可她好不容易走到這一步,絕對不可能輕言放棄,再說了,她還要打起精神,堅強地活下去,以便好好償還韋皇后這一回的“知遇之恩”。
慕容琮方纔那個樣子顯然是喝了酒的,只怕那酒還有些“與衆不同”。至於是誰的手筆,答案不言而喻。
不過是怕她失去控制罷了!
而杏雨和柔菊好歹也在宮裡當差好幾年了,多少認識幾個人,她早就聽說了,有時候別小看這些下人,她們的智慧和法子有時候不比做主子的少。
“小主,莫不如讓奴婢現在就去……”
她們奴婢之間是認識,可現在早就下鑰了,又是炭盆又是退熱的藥,即便有銀子,沒點時間也弄不到。
“再等等吧,只怕橫豎今晚都睡不成了。”
另一邊,孫國安提着燈籠冒着寒風往坤寧宮走。
他倒是不怕辛苦,他怕的是人家不會理他,會丟了主子的臉,誤了主子的事。像正殿的桂嬪那樣連門都不開,只隔着窗喊話讓他走。
只是,主子非要他走一趟,哪怕沒有希望也要來。
她那個情況,沒太醫診治的話肯定不行!
懷着忐忑的心情扣響了坤寧宮的門,孫國安一臉虔誠地注意着裡頭的動靜,在心裡祈禱着不管成不成/都來個開門的,多少支應一聲,也好過空等。
不過是一會子功夫,裡頭便傳來有人走路的聲音。雖然輕微,但他還是聽見了,趕忙正立着站好,無比期待。
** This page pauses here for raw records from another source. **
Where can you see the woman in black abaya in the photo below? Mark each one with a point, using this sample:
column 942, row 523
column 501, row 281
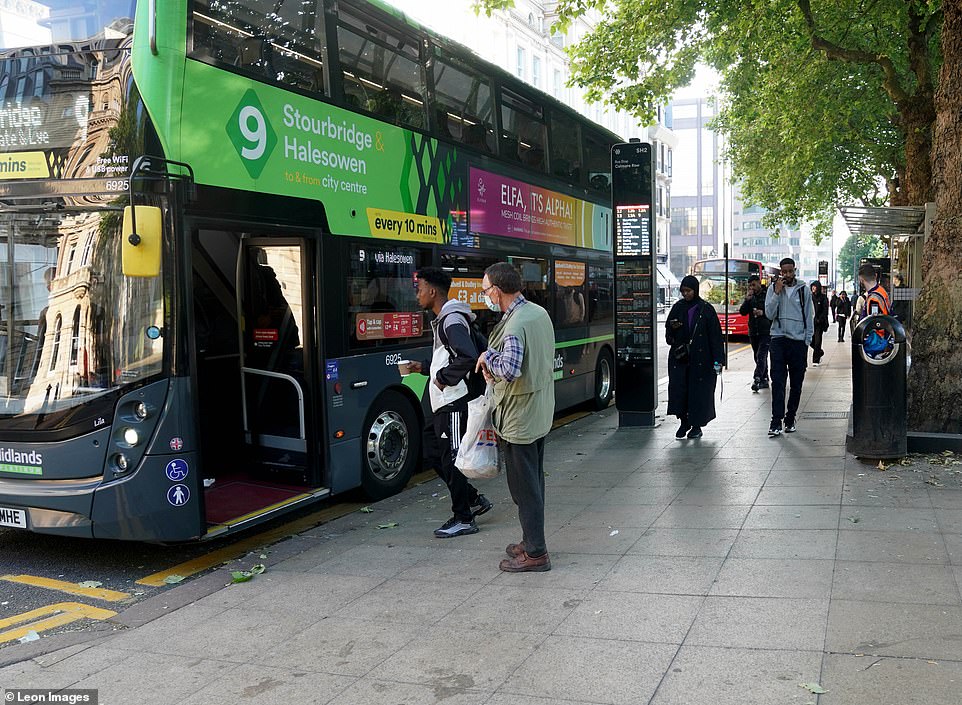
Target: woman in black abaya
column 693, row 326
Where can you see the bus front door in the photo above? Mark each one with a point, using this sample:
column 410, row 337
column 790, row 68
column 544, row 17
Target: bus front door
column 276, row 320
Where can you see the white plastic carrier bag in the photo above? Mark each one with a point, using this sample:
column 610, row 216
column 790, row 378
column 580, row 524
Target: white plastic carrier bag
column 478, row 453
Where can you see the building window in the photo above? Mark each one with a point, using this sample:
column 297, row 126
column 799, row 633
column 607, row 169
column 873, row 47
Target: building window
column 57, row 329
column 75, row 337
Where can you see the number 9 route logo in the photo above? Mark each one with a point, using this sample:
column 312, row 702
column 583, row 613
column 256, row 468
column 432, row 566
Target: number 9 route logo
column 251, row 134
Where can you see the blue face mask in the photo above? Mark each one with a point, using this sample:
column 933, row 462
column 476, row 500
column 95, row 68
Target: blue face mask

“吱呀”一聲,門開了,他認得這人,是跟在丁乙後頭的小祿子,平日裡爲人最是高傲自大,又以在坤寧宮伺候爲榮,經常欺負他們這些無權無勢的小太監。
“奴才問祿公公安!”
意料之中的,小祿子也不看他,鼻孔朝天。
“嗯,你是哪個宮的?來坤寧宮做甚?也不瞧瞧什麼時辰了?若是沒什麼要緊事,看我不回了丁公公揭了你的皮!皇后娘娘身懷六甲,這幾日睡不好吃不好,方纔還鬧肚子不舒坦呢,你倒好!娘娘前腳剛睡下你就來扣門,其心可誅!若是吵到皇后娘娘……”
“是,祿公公教訓的是,是奴才瞎了眼,原不知道皇后娘娘不舒坦。只是我們小主剛承了寵,身子不爽,想找個太醫給瞧瞧;住的又是映月宮後殿,冰冷異常,卻是連個炭盆都沒有……”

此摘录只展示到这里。